Algorithm Performance (Median ± IQR):
- PSO: {np.median(pso_results):.6f} ± {np.percentile(pso_results, 75) - np.percentile(pso_results, 25):.6f}
- EDA: {np.median(eda_results):.6f} ± {np.percentile(eda_results, 75) - np.percentile(eda_results, 25):.6f}
- ABC: {np.median(abc_results):.6f} ± {np.percentile(abc_results, 75) - np.percentile(abc_results, 25):.6f}
Recommendation: PSO is the best choice for this problem.
""")
Implementation in evobench
All this methodology is automated in the analyze() function:
from evobench.stats import analyze, stat_report
results = analyze(
func_name="sphere",
result_list=[pso_results, eda_results, abc_results],
algorithm_names=["PSO", "EDA", "ABC"],
alpha=0.05
)
print(stat_report(results))
Output is automatically formatted with all statistical details and appropriate interpretation.
Best Practices
DO ✓
- Run at least 20–30 independent trials per algorithm per function
- Check normality assumptions before choosing tests
- Report both statistical significance AND effect sizes
- Use appropriate post-hoc tests when significant
- Document all decisions and parameters
- Make results reproducible (fix random seeds for documentation)
DON'T ✗
- Use p-values alone to interpret results (without effect sizes)

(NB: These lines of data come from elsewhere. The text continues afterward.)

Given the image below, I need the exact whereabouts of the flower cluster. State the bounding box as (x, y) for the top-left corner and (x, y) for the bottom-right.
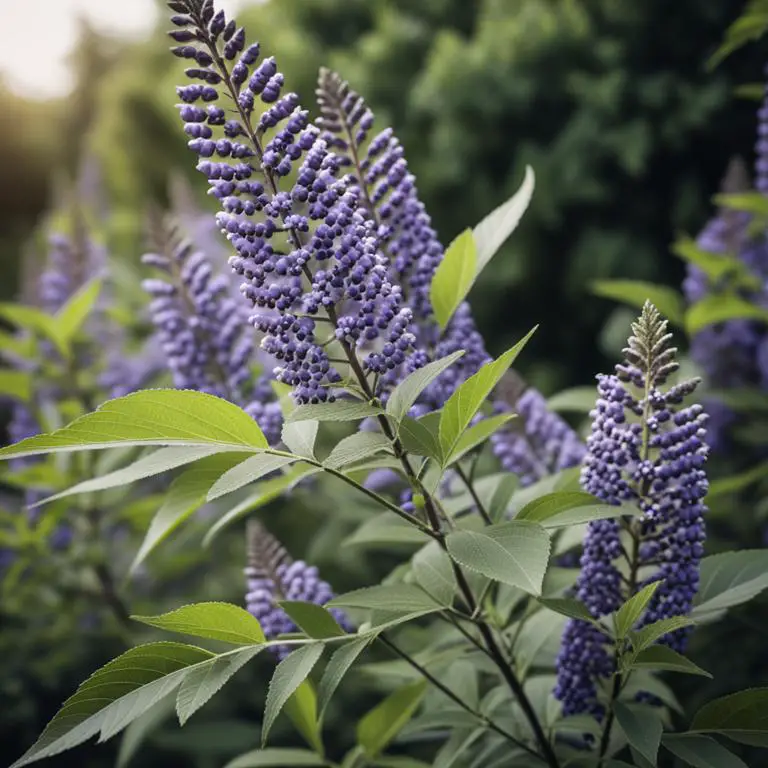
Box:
(169, 0), (414, 403)
(683, 71), (768, 447)
(245, 519), (351, 658)
(142, 213), (281, 443)
(555, 304), (708, 716)
(491, 373), (586, 487)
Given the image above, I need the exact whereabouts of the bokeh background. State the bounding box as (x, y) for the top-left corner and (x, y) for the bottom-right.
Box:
(0, 0), (765, 768)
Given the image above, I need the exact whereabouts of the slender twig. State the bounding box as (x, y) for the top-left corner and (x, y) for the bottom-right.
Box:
(454, 463), (493, 525)
(378, 635), (544, 761)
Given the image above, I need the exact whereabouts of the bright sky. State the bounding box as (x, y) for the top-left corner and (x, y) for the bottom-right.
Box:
(0, 0), (246, 99)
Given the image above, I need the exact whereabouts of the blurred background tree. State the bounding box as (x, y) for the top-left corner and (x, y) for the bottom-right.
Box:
(0, 0), (762, 391)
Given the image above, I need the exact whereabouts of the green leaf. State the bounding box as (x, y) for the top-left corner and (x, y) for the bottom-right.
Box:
(592, 280), (684, 326)
(630, 616), (694, 651)
(207, 453), (299, 501)
(11, 643), (215, 768)
(176, 644), (263, 725)
(317, 636), (372, 721)
(439, 328), (536, 456)
(613, 581), (661, 639)
(40, 445), (228, 504)
(429, 229), (477, 329)
(323, 432), (391, 469)
(446, 520), (549, 595)
(203, 467), (319, 547)
(661, 733), (748, 768)
(445, 413), (515, 466)
(278, 600), (346, 640)
(285, 680), (324, 755)
(261, 643), (323, 744)
(357, 680), (427, 758)
(398, 413), (443, 464)
(281, 420), (320, 459)
(0, 302), (69, 357)
(488, 473), (519, 523)
(0, 370), (32, 403)
(224, 747), (330, 768)
(691, 688), (768, 747)
(685, 293), (768, 336)
(691, 549), (768, 622)
(55, 278), (102, 343)
(130, 453), (242, 573)
(131, 603), (266, 645)
(547, 387), (597, 413)
(472, 165), (536, 275)
(327, 584), (443, 614)
(538, 597), (596, 624)
(285, 400), (383, 422)
(613, 701), (664, 765)
(0, 389), (268, 459)
(629, 645), (712, 677)
(115, 694), (175, 768)
(387, 349), (464, 422)
(412, 541), (456, 605)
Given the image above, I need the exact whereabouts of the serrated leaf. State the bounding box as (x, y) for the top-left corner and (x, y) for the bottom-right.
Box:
(0, 389), (268, 459)
(685, 293), (768, 336)
(357, 680), (427, 758)
(0, 370), (32, 403)
(11, 643), (214, 768)
(398, 413), (443, 464)
(429, 229), (477, 329)
(278, 600), (346, 640)
(207, 453), (300, 501)
(327, 584), (443, 614)
(488, 473), (519, 523)
(317, 636), (372, 721)
(661, 733), (748, 768)
(283, 680), (324, 754)
(40, 445), (228, 504)
(445, 413), (515, 467)
(387, 349), (464, 422)
(613, 701), (664, 765)
(0, 302), (70, 357)
(691, 688), (768, 747)
(547, 387), (597, 413)
(630, 645), (712, 677)
(473, 165), (536, 275)
(176, 644), (262, 725)
(691, 549), (768, 622)
(446, 520), (550, 595)
(592, 280), (684, 326)
(285, 400), (383, 422)
(613, 581), (661, 639)
(412, 541), (456, 605)
(323, 432), (391, 469)
(224, 747), (331, 768)
(203, 467), (319, 547)
(261, 643), (323, 744)
(281, 420), (320, 459)
(439, 328), (536, 456)
(130, 453), (242, 573)
(136, 603), (266, 645)
(55, 278), (102, 343)
(630, 616), (694, 651)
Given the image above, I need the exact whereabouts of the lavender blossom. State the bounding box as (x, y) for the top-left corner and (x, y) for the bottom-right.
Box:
(170, 0), (414, 403)
(245, 519), (352, 659)
(555, 303), (709, 717)
(491, 375), (586, 487)
(143, 213), (282, 443)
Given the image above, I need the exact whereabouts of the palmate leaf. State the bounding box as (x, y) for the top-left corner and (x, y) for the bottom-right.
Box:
(12, 642), (253, 768)
(0, 389), (268, 459)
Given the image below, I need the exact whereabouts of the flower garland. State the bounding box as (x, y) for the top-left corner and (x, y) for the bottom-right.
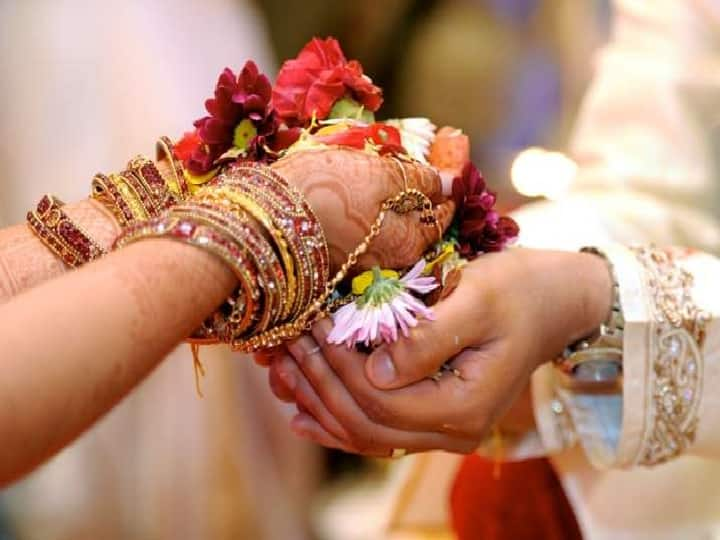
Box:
(173, 38), (519, 347)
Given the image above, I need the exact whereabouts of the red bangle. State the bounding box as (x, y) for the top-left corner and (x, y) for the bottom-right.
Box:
(27, 195), (106, 268)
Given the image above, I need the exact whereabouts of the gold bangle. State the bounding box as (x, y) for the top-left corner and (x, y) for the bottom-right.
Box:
(196, 185), (299, 319)
(27, 195), (106, 268)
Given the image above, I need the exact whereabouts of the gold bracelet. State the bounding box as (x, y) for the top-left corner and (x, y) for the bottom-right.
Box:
(27, 195), (106, 268)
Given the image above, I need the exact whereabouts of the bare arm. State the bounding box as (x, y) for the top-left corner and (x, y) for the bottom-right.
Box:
(0, 240), (235, 485)
(0, 196), (120, 304)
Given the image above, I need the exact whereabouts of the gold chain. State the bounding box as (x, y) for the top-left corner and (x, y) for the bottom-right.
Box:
(231, 189), (435, 353)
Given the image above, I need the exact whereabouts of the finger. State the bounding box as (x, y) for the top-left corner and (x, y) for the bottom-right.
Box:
(268, 359), (296, 403)
(290, 413), (357, 454)
(304, 321), (477, 453)
(280, 350), (349, 444)
(365, 273), (484, 389)
(253, 346), (285, 367)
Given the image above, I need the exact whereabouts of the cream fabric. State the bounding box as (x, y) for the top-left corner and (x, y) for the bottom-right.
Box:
(391, 0), (720, 540)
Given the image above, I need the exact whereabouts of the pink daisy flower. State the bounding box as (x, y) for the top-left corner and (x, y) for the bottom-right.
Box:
(327, 259), (439, 348)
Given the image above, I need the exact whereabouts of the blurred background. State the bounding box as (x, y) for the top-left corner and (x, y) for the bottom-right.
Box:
(0, 0), (611, 540)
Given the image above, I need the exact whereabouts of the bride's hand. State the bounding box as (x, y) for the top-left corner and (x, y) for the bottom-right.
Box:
(272, 149), (454, 269)
(262, 249), (610, 456)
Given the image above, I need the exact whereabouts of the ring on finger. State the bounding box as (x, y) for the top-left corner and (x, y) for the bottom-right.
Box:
(390, 448), (407, 459)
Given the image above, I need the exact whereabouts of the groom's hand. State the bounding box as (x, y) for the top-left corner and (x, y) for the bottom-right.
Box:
(262, 250), (609, 455)
(272, 148), (454, 270)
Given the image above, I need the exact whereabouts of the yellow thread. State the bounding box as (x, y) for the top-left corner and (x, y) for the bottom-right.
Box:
(190, 343), (205, 398)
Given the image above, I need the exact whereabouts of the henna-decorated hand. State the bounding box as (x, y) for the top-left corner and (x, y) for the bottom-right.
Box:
(272, 148), (454, 270)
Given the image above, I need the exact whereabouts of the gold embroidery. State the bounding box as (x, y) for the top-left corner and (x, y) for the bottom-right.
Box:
(633, 248), (708, 465)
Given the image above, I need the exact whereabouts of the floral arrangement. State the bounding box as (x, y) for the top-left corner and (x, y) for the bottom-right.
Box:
(174, 38), (518, 347)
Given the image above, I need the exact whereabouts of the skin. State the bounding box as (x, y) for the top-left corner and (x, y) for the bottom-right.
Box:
(0, 150), (451, 487)
(269, 249), (611, 456)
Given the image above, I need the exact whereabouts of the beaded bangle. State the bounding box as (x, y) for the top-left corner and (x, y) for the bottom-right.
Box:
(198, 186), (298, 319)
(92, 156), (176, 227)
(91, 173), (135, 228)
(155, 136), (190, 200)
(27, 195), (106, 268)
(173, 201), (287, 335)
(220, 165), (330, 317)
(115, 212), (261, 343)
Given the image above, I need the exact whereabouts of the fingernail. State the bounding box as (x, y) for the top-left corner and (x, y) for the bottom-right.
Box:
(370, 352), (397, 386)
(277, 365), (297, 392)
(312, 319), (332, 343)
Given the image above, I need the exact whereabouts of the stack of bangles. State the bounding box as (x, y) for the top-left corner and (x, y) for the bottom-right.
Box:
(27, 138), (330, 352)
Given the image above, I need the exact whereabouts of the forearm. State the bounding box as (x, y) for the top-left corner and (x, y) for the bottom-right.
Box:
(0, 199), (120, 304)
(0, 240), (235, 484)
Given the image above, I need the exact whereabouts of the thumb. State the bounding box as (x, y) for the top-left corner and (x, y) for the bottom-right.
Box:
(365, 287), (480, 390)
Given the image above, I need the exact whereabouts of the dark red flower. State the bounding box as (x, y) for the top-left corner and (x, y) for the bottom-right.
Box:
(272, 38), (383, 125)
(185, 61), (279, 174)
(173, 130), (215, 176)
(247, 111), (302, 162)
(452, 162), (520, 259)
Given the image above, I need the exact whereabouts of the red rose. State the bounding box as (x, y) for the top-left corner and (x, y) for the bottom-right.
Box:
(315, 122), (405, 154)
(272, 38), (383, 125)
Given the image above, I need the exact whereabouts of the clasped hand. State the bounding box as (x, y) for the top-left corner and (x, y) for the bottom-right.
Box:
(258, 249), (610, 457)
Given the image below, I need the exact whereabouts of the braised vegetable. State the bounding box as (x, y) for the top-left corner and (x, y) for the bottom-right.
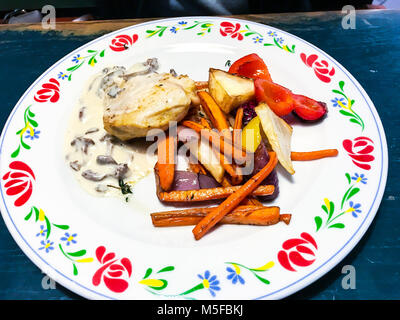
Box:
(208, 68), (254, 114)
(171, 170), (200, 191)
(197, 91), (231, 138)
(256, 103), (294, 174)
(182, 120), (247, 163)
(157, 136), (177, 191)
(151, 206), (291, 227)
(192, 152), (278, 240)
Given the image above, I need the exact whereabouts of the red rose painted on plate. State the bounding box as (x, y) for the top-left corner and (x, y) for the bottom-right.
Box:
(92, 246), (132, 293)
(300, 53), (335, 83)
(278, 232), (318, 271)
(3, 161), (36, 207)
(343, 137), (375, 170)
(110, 34), (139, 52)
(219, 21), (243, 40)
(34, 78), (60, 103)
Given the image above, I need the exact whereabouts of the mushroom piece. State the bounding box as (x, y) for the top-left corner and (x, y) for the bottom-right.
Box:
(82, 169), (108, 181)
(113, 163), (129, 180)
(96, 155), (118, 165)
(71, 137), (95, 154)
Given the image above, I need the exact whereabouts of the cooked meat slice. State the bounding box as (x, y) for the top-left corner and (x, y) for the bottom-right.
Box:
(103, 73), (196, 140)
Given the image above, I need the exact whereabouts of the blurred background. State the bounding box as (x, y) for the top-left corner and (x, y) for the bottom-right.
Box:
(0, 0), (400, 24)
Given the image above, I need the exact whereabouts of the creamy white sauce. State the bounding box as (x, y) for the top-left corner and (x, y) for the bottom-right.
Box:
(64, 63), (157, 198)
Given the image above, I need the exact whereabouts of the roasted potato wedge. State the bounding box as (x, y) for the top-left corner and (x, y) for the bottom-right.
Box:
(208, 68), (254, 114)
(255, 103), (295, 174)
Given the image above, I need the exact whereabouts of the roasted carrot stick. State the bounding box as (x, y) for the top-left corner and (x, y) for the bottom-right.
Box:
(291, 149), (338, 161)
(240, 196), (263, 206)
(200, 118), (212, 130)
(197, 91), (232, 139)
(233, 107), (243, 145)
(150, 206), (290, 227)
(192, 152), (278, 240)
(194, 81), (208, 90)
(157, 185), (275, 202)
(157, 136), (177, 191)
(189, 162), (207, 174)
(181, 120), (247, 163)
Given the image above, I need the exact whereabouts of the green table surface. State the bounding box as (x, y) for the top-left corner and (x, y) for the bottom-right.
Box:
(0, 10), (400, 300)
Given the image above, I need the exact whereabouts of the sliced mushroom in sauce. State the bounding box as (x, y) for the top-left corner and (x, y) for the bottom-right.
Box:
(96, 155), (118, 165)
(82, 169), (108, 181)
(71, 137), (95, 154)
(114, 163), (129, 179)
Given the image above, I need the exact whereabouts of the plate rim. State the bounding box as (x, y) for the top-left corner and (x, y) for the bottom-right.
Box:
(0, 16), (389, 300)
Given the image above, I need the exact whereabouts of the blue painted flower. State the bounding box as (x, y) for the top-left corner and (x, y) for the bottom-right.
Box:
(351, 173), (368, 184)
(36, 225), (47, 237)
(58, 71), (68, 80)
(169, 27), (179, 33)
(253, 36), (264, 43)
(346, 201), (361, 218)
(39, 240), (54, 253)
(331, 97), (346, 108)
(60, 232), (77, 246)
(25, 129), (40, 140)
(197, 270), (221, 297)
(226, 267), (245, 284)
(72, 53), (82, 63)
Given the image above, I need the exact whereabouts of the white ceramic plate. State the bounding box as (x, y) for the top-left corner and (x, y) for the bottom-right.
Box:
(0, 17), (388, 299)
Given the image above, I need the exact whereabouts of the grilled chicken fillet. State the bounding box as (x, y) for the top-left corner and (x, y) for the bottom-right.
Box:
(103, 73), (196, 140)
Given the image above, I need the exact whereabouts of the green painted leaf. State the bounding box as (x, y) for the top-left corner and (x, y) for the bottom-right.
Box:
(328, 201), (335, 221)
(149, 279), (168, 291)
(346, 188), (360, 201)
(21, 139), (31, 150)
(339, 109), (355, 118)
(28, 118), (38, 128)
(32, 207), (39, 222)
(44, 216), (51, 239)
(143, 268), (153, 279)
(274, 38), (283, 49)
(28, 109), (35, 117)
(53, 223), (69, 230)
(254, 274), (270, 284)
(67, 249), (86, 257)
(328, 223), (344, 229)
(72, 263), (78, 276)
(24, 208), (33, 221)
(11, 145), (21, 158)
(67, 62), (83, 72)
(314, 216), (322, 231)
(157, 266), (175, 273)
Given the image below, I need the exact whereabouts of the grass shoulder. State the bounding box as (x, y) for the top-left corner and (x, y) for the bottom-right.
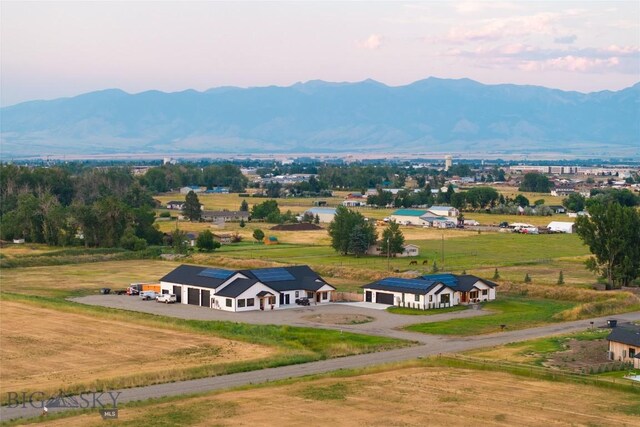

- Perform multiple tests without correction for multiple comparisons
- Assume normal distribution without testing
- Cherry-pick benchmarks based on preferred algorithm
- Report only mean values; variance matters!
- Ignore practical significance when p < 0.05
References
Statistical Testing
-
Shapiro, S. S., & Wilk, M. B. (1965). "An analysis of variance test for normality." Biometrika, 52(3-4), 591–611.
-
Kruskal, W. H., & Wallis, W. A. (1952). "Use of ranks in one-criterion variance analysis." Journal of the American Statistical Association, 47(260), 583–621.
-
Tukey, J. W. (1949). "Comparing individual means in the analysis of variance." Biometrics, 5(2), 99–114.
Applied to Evolutionary Computation
-
Derrac, J., García, S., Molina, D., & Herrera, F. (2011). "A practical tutorial on the use of nonparametric statistical tests as a methodology for comparing evolutionary and swarm intelligence algorithms." Swarm and Evolutionary Computation, 1(1), 3–18.
-
García, S., Molina, D., Lozano, M., & Herrera, F. (2009). "A study on the use of non-parametric tests for analyzing the evolutionary algorithms' behaviour." Journal of Heuristics, 15(6), 617–644.